Il faudra aussi se libérer de l’Union européenne puisque ses pays membres lui ont donné mandat pour négocier en leur nom dans le cadre de l’OMC. Or la politique commerciale de l’Union européenne est totalement inadaptée : ses objectifs relèvent de la guerre commerciale ; elle menace sa propre sécurité et souveraineté alimentaires ainsi que celles des pays pauvres ; elle divise les Vingt-Sept. Il faut la désobéissance européenne !

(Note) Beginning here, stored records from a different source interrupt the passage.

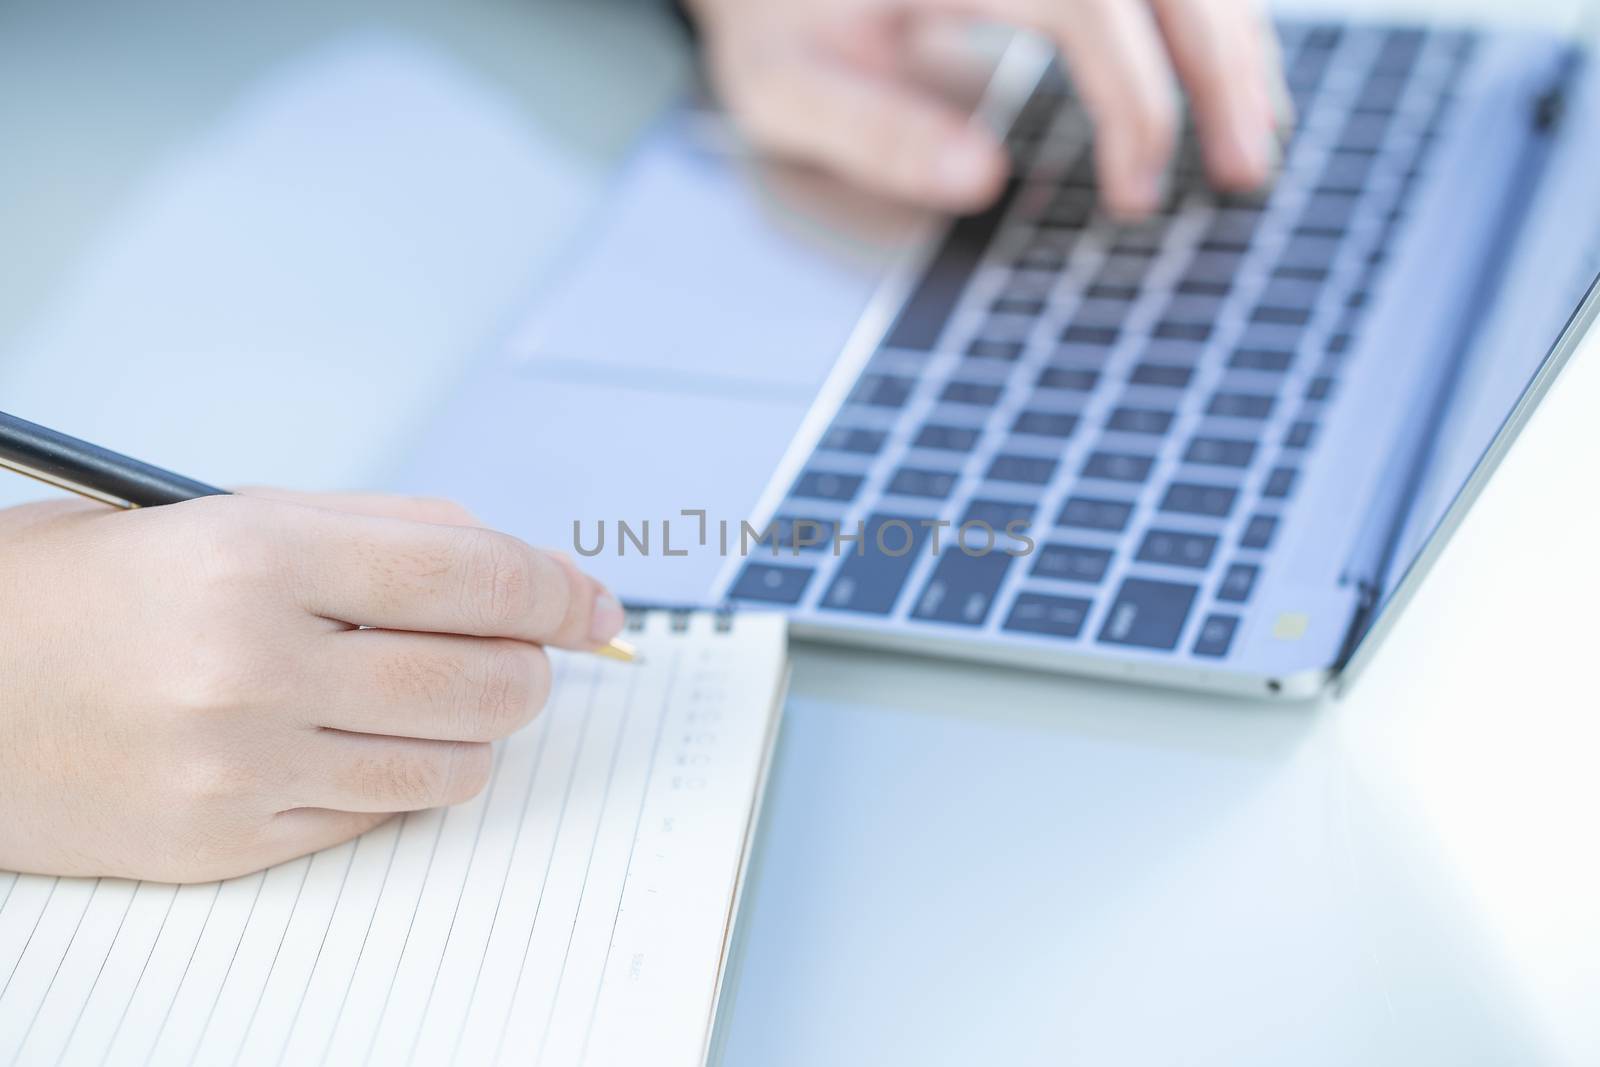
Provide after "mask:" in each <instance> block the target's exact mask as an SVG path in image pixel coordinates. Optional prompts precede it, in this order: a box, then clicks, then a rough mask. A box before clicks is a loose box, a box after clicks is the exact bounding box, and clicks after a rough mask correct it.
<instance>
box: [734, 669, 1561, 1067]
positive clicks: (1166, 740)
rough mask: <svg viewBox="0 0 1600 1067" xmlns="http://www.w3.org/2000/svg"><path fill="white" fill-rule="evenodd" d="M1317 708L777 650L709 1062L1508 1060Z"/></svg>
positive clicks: (1423, 1060) (1265, 1062)
mask: <svg viewBox="0 0 1600 1067" xmlns="http://www.w3.org/2000/svg"><path fill="white" fill-rule="evenodd" d="M1338 712H1339V705H1336V704H1331V702H1330V704H1326V705H1322V707H1315V705H1274V704H1250V702H1237V701H1226V699H1206V697H1192V696H1186V694H1178V693H1170V691H1155V689H1139V688H1133V686H1112V685H1093V683H1085V681H1080V680H1067V678H1058V677H1045V675H1026V673H1016V672H1002V670H984V669H971V667H958V665H949V664H936V662H926V661H912V659H894V657H877V656H867V654H854V653H838V651H832V649H829V651H819V649H813V648H806V646H802V648H800V649H798V654H797V669H795V697H794V699H792V701H790V704H789V709H787V718H786V725H784V733H782V737H781V742H779V752H778V758H776V765H774V771H773V779H771V785H770V790H768V798H766V813H765V817H763V827H762V838H760V841H758V849H757V859H755V864H754V869H752V872H750V880H749V885H747V896H746V902H744V905H742V909H741V923H739V929H741V936H739V937H741V944H739V945H738V947H736V953H734V971H733V976H731V981H730V992H728V998H726V1003H725V1008H723V1013H722V1021H720V1027H718V1040H720V1059H718V1061H714V1062H722V1064H725V1065H726V1067H744V1065H746V1064H760V1065H762V1067H784V1065H787V1064H794V1065H797V1067H798V1065H802V1064H834V1065H846V1064H917V1065H918V1067H928V1065H933V1064H952V1065H954V1064H1006V1065H1022V1064H1064V1062H1069V1064H1109V1062H1115V1064H1178V1062H1181V1064H1189V1065H1194V1064H1219V1065H1221V1064H1230V1065H1232V1064H1285V1062H1293V1064H1301V1065H1306V1064H1330V1065H1333V1064H1352V1062H1362V1064H1389V1062H1395V1064H1400V1062H1408V1064H1414V1062H1462V1064H1466V1062H1518V1057H1522V1061H1523V1062H1526V1059H1525V1057H1526V1053H1528V1049H1530V1048H1531V1046H1533V1043H1531V1041H1530V1040H1528V1024H1526V1021H1525V1019H1523V1017H1522V1016H1520V1014H1518V1009H1517V1008H1515V1006H1514V998H1510V997H1506V995H1504V993H1506V990H1504V987H1502V977H1501V973H1499V969H1498V968H1496V966H1494V965H1493V960H1491V958H1490V953H1488V952H1486V950H1483V947H1482V944H1480V937H1478V933H1477V931H1475V928H1474V926H1472V923H1470V920H1469V918H1464V917H1462V913H1461V910H1459V909H1458V907H1454V904H1453V901H1451V899H1450V893H1448V891H1443V889H1442V888H1440V885H1438V870H1437V867H1435V865H1434V862H1432V857H1430V856H1429V854H1427V848H1426V843H1424V845H1421V846H1419V845H1418V841H1416V838H1414V837H1413V835H1410V833H1408V830H1406V827H1405V825H1403V824H1405V819H1403V817H1402V819H1398V821H1395V819H1392V817H1390V813H1387V811H1384V809H1381V805H1379V801H1378V798H1376V797H1374V795H1371V793H1368V792H1365V790H1363V784H1362V781H1360V776H1358V774H1352V773H1350V768H1347V766H1346V763H1344V755H1342V753H1341V749H1339V741H1338V729H1336V721H1333V720H1336V717H1338Z"/></svg>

Ces deux actes politiques permettront de garantir à tous les pays leur sécurité et souveraineté alimentaires ; d’interdire les délocalisations, les paradis fiscaux, le dumping fiscal, environnemental et social ; de prendre des mesures de protectionnisme social et environnemental comme des quotas d'importations permettant de lancer un processus de réindustrialisation. Il faut faire décroitre le commerce mondial !

L’OIC se constituera dès qu’un nombre suffisant de pays aura été rassemblé. La Charte de La Havane mise à jour, sur laquelle elle reposera, est une vision universaliste et progressiste des relations internationales. Ceux qui construiront l’OIC auront la sympathie des peuples.